Thoughts of hulking monsters kidnapping poor unsuspecting humans crackled in her mind. She gulped.
“Normally just deer or wolves, on very rare occasions stray traveling humans.”
Her mind still sympathized with hapless lost souls forced into physical and mental slavery. It was a terrible thing, but she saw no use in arguing with Anax over it right now. She held her tongue.
“Other times if we’ve perished alone, we lay dormant and simply wait for a creature to crawl into our skull.”
“So even a mouse would work?”
“It does not take much,” said Anax.
“But mice don’t live very long.”
“With one of my kind they can.”
“You can prolong your host’s life?” asked Patience astounded.
“We give our life-donors what we can to ensure we both stay alive.”
“I thought you could simply move them away from danger.”
“That and our mist. Look around you, you are mine, I am all over you, surely you are breathing in some of my essence.
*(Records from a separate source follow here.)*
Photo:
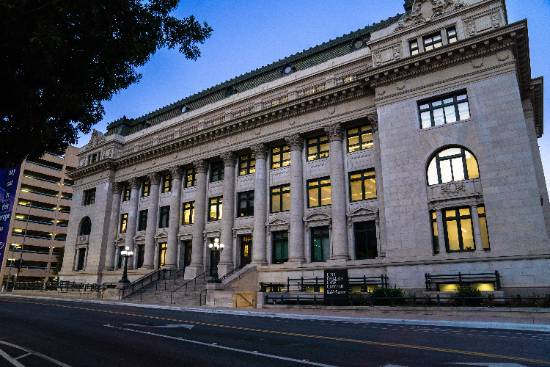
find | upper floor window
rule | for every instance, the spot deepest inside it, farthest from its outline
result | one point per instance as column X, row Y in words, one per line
column 362, row 185
column 245, row 202
column 432, row 41
column 452, row 164
column 164, row 216
column 452, row 37
column 280, row 198
column 216, row 171
column 247, row 164
column 317, row 148
column 359, row 138
column 318, row 192
column 444, row 110
column 89, row 197
column 188, row 213
column 189, row 177
column 166, row 183
column 280, row 156
column 215, row 208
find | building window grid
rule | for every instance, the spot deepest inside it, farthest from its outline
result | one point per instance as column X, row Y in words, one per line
column 318, row 192
column 444, row 110
column 317, row 148
column 247, row 164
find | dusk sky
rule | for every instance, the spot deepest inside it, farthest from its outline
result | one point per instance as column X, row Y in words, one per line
column 251, row 33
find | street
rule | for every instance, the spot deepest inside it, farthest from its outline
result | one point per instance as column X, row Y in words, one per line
column 36, row 332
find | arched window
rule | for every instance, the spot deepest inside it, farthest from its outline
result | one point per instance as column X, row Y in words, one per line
column 85, row 226
column 452, row 164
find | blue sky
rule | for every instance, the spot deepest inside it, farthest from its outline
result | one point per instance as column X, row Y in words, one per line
column 251, row 33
We’ve never studied it ourselves … we just know it to be this way; but I suppose it has some preservative and regenerative properties. ”
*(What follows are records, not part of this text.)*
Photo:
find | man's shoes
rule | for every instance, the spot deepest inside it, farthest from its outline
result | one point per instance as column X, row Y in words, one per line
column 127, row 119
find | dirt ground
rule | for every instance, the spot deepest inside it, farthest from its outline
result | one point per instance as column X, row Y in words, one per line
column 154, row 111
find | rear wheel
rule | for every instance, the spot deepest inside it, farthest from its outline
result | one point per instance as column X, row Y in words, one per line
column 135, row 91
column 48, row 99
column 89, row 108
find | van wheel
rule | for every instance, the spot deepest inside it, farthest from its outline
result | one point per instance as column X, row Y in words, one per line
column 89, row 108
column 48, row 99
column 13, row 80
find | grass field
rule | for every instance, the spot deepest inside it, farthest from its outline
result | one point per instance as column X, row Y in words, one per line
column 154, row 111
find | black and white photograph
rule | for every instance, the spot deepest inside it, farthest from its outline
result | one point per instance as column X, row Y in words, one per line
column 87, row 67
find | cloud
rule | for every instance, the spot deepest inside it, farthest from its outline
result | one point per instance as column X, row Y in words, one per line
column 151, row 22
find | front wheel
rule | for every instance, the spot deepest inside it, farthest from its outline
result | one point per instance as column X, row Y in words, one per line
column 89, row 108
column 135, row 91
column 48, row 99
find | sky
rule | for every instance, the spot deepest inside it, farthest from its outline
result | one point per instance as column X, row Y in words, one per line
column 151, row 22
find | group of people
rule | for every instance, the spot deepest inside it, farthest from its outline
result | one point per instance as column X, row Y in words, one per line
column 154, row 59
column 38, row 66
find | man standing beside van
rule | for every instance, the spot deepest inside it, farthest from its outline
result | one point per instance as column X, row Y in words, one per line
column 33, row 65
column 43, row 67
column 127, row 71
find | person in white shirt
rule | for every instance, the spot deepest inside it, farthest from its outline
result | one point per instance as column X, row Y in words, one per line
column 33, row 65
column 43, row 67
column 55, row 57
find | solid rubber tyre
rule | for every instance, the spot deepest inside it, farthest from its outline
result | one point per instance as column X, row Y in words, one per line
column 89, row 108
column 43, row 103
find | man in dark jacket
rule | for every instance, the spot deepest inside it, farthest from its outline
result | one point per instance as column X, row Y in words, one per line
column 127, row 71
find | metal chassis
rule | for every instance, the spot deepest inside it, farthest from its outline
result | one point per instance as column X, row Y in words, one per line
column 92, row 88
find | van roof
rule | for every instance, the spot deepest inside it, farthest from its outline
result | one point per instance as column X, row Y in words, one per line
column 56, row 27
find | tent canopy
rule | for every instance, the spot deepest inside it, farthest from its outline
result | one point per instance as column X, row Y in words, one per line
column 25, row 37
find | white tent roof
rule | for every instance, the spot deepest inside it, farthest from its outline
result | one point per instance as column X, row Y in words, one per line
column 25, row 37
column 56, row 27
Patience dropped a handful of peels on to the ground. A feeling of horror welled up in her stomach, but the positive implications currently outweighed it.
“That’s … that’s simply amazing,” she whispered.
She shook her head. She had to focus back on her own life. This creature was now a part of it, but she still lived in the same house and had the same obstacles as she did a week ago. For now, Anax only complicated things. However that was not to say Anax was not useful either. Upon returning home, she had Anax carry buckets of water from the pump and the barreled reservoir in the kitchen was filled in half the time Patience would have normally taken.